Personally, Mossy Oak Obs rules, but you can still get it.

Thanks for the pics, U D MAN


----------



## TheTone (Oct 7, 2003)

Airbornes look nice. I'll definitely give the 101 a test drive this year. The new roller guard/string stopper is ugly as sin, but if it shoots well I can live with it.


----------



## Tommy2993 (Oct 18, 2005)

BowTech_Shooter said:


> Uhheeemmm...I had the pictures sent to him to post because I'm the road and with a very slow connection...:tongue::wink:


You the man too!


----------



## joeyb (Jan 2, 2003)

Ethan said:


> anybody have the prices for the Airborne bows and the Marquis???


Airborne is $829 MSRP

Marquis is $699 MSRP

Joey


----------



## Khunter (Feb 25, 2004)

This may have been posted already, but what are the specs on the Marquis?


----------



## tylerolsen12 (Feb 8, 2007)

joeyb said:


> Airborne is $829 MSRP
> 
> Marquis is $699 MSRP
> 
> Joey


man 829 is a little ridicoulos for a bow i think i hope they dont sell for that much


----------



## FallFever (Mar 8, 2003)

Are there any changes to the Guardian at all for 08 ?

FF


----------



## mtmedic (Sep 20, 2004)

I like the bow but am sure not crazy about the price... I would like to take the 82nd for a ride!!!


----------



## sneak1413 (Aug 15, 2007)

or that price and the roller gaurd i don't know if i will be shooting bowtech this year. it would be nice if they made a cable slide adapter for these bows(hint hint) then i think i may have to take one home. i had mixed emotions on the general and marquis for i shot them both already. i can feel the string rolling through the roller gaurd which i was not fond of and have mixed thoughts on the draw cycle of the general. overall the two bows shot very nice. a little vibration in the marquis but it was a fast shooting bow for a single cam. if i remember right the birth certificate said 314. but don't quote me on that number. remember that is also at a 29 inch draw.


----------



## Paul S. (Sep 14, 2003)

joeyb said:


> Airborne is $829 MSRP
> 
> 
> 
> Joey


Well...that ain't happening. I hope that's wrong.


----------



## joeyb (Jan 2, 2003)

Paul S. said:


> Well...that ain't happening. I hope that's wrong.

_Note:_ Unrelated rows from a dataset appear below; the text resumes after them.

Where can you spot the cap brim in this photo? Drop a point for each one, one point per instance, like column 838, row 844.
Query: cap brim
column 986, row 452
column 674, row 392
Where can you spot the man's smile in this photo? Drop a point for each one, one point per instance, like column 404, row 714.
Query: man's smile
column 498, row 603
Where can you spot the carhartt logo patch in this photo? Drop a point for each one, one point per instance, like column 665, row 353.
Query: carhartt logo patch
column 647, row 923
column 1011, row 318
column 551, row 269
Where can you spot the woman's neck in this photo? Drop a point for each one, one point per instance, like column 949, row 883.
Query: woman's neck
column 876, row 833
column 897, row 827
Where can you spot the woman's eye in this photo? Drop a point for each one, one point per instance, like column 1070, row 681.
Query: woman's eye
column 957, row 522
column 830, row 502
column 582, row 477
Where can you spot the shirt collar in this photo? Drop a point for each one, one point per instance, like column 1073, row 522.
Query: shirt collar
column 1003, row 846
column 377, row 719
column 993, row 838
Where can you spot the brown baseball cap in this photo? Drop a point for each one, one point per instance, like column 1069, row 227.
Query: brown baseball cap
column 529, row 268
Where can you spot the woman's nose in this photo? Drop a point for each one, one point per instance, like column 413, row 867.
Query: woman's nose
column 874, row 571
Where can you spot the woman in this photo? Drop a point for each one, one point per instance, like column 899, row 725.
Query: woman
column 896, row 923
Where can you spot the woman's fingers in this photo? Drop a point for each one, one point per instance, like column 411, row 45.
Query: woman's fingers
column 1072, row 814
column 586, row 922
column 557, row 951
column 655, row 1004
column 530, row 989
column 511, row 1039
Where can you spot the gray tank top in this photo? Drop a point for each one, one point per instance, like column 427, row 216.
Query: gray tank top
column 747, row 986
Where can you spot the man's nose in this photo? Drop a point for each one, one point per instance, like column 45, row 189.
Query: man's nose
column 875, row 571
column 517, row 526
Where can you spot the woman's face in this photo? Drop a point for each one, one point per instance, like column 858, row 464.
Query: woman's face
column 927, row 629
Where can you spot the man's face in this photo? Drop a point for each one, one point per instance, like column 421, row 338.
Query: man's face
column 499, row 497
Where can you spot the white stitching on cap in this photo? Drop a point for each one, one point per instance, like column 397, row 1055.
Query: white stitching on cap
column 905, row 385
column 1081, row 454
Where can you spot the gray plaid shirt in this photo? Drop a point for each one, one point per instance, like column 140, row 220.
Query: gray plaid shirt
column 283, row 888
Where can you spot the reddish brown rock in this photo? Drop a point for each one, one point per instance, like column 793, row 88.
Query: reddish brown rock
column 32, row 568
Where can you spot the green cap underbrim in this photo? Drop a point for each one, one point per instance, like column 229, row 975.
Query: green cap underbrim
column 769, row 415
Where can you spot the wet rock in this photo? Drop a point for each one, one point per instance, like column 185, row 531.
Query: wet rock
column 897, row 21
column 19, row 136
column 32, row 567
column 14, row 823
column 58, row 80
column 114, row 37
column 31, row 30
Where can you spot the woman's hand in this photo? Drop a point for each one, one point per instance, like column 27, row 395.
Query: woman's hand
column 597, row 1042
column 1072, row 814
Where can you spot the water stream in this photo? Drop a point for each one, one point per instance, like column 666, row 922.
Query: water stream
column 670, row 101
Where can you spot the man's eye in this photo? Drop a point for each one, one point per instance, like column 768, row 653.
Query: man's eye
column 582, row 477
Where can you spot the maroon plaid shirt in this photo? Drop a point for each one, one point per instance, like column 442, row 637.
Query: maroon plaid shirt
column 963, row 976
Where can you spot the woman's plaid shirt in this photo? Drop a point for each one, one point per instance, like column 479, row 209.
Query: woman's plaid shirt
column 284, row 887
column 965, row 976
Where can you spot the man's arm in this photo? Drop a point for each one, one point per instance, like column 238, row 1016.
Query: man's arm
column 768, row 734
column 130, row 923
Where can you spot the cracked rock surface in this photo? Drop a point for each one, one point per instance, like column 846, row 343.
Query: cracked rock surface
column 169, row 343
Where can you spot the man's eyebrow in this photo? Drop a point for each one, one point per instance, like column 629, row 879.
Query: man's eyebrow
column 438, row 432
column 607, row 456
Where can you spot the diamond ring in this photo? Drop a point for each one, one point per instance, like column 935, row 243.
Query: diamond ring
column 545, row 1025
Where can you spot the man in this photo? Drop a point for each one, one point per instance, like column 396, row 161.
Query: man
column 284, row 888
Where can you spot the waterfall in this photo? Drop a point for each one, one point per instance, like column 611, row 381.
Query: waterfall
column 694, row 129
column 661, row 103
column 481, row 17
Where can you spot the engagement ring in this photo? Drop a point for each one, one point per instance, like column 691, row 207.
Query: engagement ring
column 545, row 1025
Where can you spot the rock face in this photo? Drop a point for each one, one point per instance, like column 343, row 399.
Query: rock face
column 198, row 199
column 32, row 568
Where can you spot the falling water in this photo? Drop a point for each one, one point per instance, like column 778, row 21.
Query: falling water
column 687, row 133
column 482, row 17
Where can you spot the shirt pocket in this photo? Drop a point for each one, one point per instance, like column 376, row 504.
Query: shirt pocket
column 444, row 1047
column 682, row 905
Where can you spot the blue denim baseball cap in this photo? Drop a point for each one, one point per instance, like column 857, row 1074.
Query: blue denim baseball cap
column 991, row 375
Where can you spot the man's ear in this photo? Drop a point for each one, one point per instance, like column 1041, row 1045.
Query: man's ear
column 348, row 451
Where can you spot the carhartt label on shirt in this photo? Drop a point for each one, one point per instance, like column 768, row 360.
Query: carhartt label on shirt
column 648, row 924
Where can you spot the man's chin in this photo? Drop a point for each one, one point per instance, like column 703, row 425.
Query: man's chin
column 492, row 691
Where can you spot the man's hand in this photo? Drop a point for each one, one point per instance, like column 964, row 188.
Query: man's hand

MAP is $769 for both models (Minimum Advertised Price)
MSRP is $829

The Diamond Marquis MSRP is $749 with MAP of $699

Joey


----------



## joeyb (Jan 2, 2003)

Khunter said:


> This may have been posted already, but what are the specs on the Marquis?



Diamond Marquis:

Brace Height: 6 7/8
Draw Weight: 50, 60, 70
Draw length: 26-30
A to A: 34 1/2
IBO Speed: 316-324
Let-off: 65%-75%

Joey


----------



## joeyb (Jan 2, 2003)

COarcher05 said:


> Nice looking bow. i cant wait to shoot them. Just wish they didnt have the roller and the string stop on them.
> 
> Anyone know if the 08 Allegiance is going to have them, I hope not.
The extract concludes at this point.